One Year Down
one year ago i was a high schooler who liked coding. now i'm a university student who still likes coding but with significantly more imposter syndrome and a lot more git commits.
time is weird.
the year in numbers
- courses completed: 8
- assignments submitted: 24
- all-nighters: 3 (regrettable)
- hackathons attended: 1
- friends made: 5-ish
- existential crises about AI: 2 (and counting)
- times i wanted to drop out: 0 (surprising even to me)
what i learned academically
programming fundamentals (properly this time), data structures, algorithms (still hard), discrete math, and a bunch of foundational CS theory.
the thing is, it's not just about the content. it's about learning how to learn at this level. how to read documentation. how to debug when google doesn't have the answer. how to ask for help without looking completely lost.
(spoiler: looking lost is fine actually.)
what i learned about myself
- i like this. like, genuinely enjoy it. even the hard parts.
- i work better with deadlines than without them.
- i need people. solo work is fine but i thrive with a team.
- my imposter syndrome is not going away, but i can work despite it.

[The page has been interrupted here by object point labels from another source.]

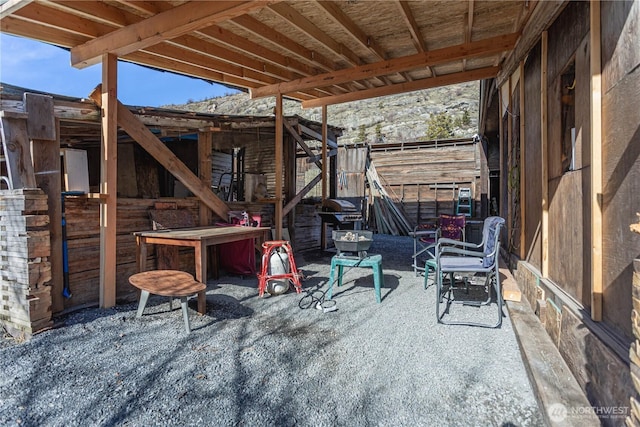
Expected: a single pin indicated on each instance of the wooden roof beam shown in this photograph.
(314, 59)
(337, 16)
(366, 41)
(468, 30)
(12, 6)
(178, 21)
(414, 30)
(303, 24)
(445, 55)
(445, 80)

- sleep matters more than i thought (still bad at this).
highlights
best moment: getting my first 80+ grade on a challenging assignment. the improvement curve started steep.
coolest thing i learned: how computers actually work at a low level. memory, pointers, all that. terrifying and beautiful.

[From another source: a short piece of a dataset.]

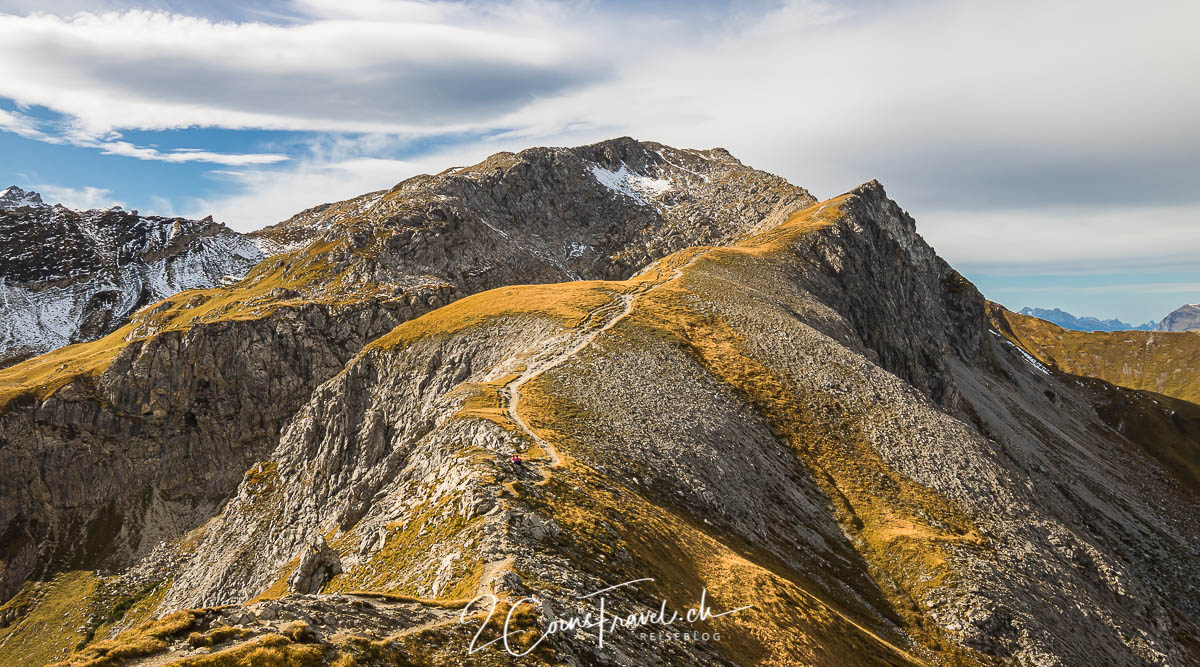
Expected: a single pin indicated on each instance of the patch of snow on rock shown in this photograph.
(630, 184)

most fun: the hackathon. chaos. bonding. creation. 10/10.
best discovery: my friend group. still can't believe i was worried about making friends.
lowlights
worst moment: the group project crisis. you know the one.
hardest week: three assignments due in four days. never again.
most humbling: realizing how much i don't know. the dunning-kruger peak was steep.
what's changed
me at 17: "i'm pretty good at coding" me at 18: "i am a small fish in an enormous ocean and i know nothing"
this is growth, i think?
looking ahead
next year: more advanced courses. probably some ML stuff. maybe an internship? the world is changing fast (chatgpt just dropped, what even is happening) and i want to be part of it.
but also: rest. friends. hobbies that aren't coding. i hear touch grass helps.
final thoughts
i came to uni to learn computer science. i'm leaving (well, finishing year one) having learned about myself, about people, about the world, about how little i know and how much there is to explore.
that's pretty good for one year.
see you in 2023. i have a feeling it's going to be a big one.